Marcos la fue viendo durante todo el proceso. Pero principalmente había ahí algo de temor, de ver qué parte tuya se revela sin que vos te des cuenta; hay una cosa muy íntima que le pasa a cada uno. Pero él sobre todo me decía: “no es una peli pretenciosa y eso ya es muchísimo”. Ni sé qué quiere decir eso... Yo me llevo bien con las películas que hago, en general me pasa eso. En un momento me di cuenta de que ya cuando arranco a filmar, cuando digo ‘ok, voy a hacer esto’, en un punto tengo que tener previsto que si la película fuera fallida también me tiene que interesar, me tiene que interesar el trayecto. Después, a veces te saldrá genial y a veces no tanto, así que busco no ser resultadista.
¿Sentís que el género documental es el que más te interpela?
Es en lo que me muevo sin condicionamientos. En general la ficción lo que tiene es un nivel de preparación, de búsqueda de fondos… Es mucho más complejo. Y hay algo también que me pasa a mí con el verosímil. Crear un verosímil para ficción me insume mucho laburo, creerme yo lo que estoy filmando.
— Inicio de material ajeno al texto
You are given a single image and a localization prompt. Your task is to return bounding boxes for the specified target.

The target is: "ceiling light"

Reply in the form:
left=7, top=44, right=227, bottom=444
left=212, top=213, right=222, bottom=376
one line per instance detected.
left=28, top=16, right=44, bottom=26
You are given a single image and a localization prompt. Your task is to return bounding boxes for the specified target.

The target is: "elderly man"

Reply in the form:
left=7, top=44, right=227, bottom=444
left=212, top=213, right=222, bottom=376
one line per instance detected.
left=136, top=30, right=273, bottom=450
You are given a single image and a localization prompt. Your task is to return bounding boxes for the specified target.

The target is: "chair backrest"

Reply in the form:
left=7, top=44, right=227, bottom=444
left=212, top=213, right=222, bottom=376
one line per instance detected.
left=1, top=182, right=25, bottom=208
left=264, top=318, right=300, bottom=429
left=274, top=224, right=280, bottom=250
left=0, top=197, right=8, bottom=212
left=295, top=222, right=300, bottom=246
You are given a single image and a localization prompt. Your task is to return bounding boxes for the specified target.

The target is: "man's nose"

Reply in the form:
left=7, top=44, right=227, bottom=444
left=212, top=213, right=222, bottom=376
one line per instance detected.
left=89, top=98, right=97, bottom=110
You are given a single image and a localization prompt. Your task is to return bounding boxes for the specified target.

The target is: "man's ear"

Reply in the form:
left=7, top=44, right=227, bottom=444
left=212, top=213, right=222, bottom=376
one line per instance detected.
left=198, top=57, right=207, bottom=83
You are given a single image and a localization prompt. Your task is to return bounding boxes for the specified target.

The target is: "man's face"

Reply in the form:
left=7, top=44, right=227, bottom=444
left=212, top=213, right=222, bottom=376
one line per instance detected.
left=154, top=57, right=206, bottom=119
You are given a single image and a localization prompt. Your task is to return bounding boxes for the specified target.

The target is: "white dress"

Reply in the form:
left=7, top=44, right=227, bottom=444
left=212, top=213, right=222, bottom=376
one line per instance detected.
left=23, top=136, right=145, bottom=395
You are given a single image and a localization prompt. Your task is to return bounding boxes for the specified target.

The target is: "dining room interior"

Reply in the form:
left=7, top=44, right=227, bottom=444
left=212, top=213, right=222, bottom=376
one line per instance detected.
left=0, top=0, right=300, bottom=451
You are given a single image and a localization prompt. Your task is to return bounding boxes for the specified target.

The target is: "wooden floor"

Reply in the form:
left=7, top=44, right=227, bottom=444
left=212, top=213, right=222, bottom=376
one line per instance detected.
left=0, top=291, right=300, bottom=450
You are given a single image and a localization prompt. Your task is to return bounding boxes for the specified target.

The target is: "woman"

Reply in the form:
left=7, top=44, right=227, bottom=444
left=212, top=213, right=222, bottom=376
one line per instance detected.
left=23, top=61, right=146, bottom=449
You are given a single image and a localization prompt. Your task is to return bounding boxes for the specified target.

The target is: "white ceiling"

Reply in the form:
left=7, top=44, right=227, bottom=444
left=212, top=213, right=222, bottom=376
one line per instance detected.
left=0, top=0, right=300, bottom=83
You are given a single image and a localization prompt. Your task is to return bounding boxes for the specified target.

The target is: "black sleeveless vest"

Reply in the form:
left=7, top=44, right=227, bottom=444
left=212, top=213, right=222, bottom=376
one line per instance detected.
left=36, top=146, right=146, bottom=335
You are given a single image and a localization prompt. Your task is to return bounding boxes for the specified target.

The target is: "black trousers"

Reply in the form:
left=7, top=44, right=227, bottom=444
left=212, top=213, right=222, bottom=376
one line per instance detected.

En cambio, en el documental eso viene dado, es verosímil porque existe, por más absurdo que sea. Al menos es ahí donde pongo mi exigencia y también mi propia autocensura. Tengo que estar muy conforme para lanzarme a hacer ficción. La peli Al desierto fue como un momento de la vida más que una película, me absorbió muchísimo. En cambio, con el documental, si de pronto se me prende una idea o alguien me convoca, empiezo mañana. Tengo mucha liviandad para trabajar en el documental, confío mucho en que solo con una cámara puedo hacer una buena película, o una película que a mí me interese. La ficción que me interesa implica mucho más.
Y la serie sobre el Covid en la que estás trabajando, ¿cómo será? ¿qué te interesa reflejar ahí?
Es una película en episodios cortos de diferentes momentos de la pandemia. Hice un muy buen registro de la ciudad vacía y de los primeros momentos de circulación, que es más loco todavía. Lo de la ciudad vacía tenía algo medio postalero que en sí no me interesaba mucho, pero cuando empezó a circular gente había un miedo, un aparato estatal metido en todos lados, una cosa que era como la distopía hecha realidad, una cosa terrorífica. Y me dí cuenta de que ahí había una película para hacer: algo que es muy cercano a la ciencia ficción y que se armó no sabemos cómo. De alguna manera, me vino bien para salirme un poco del retrato documental que ya conozco.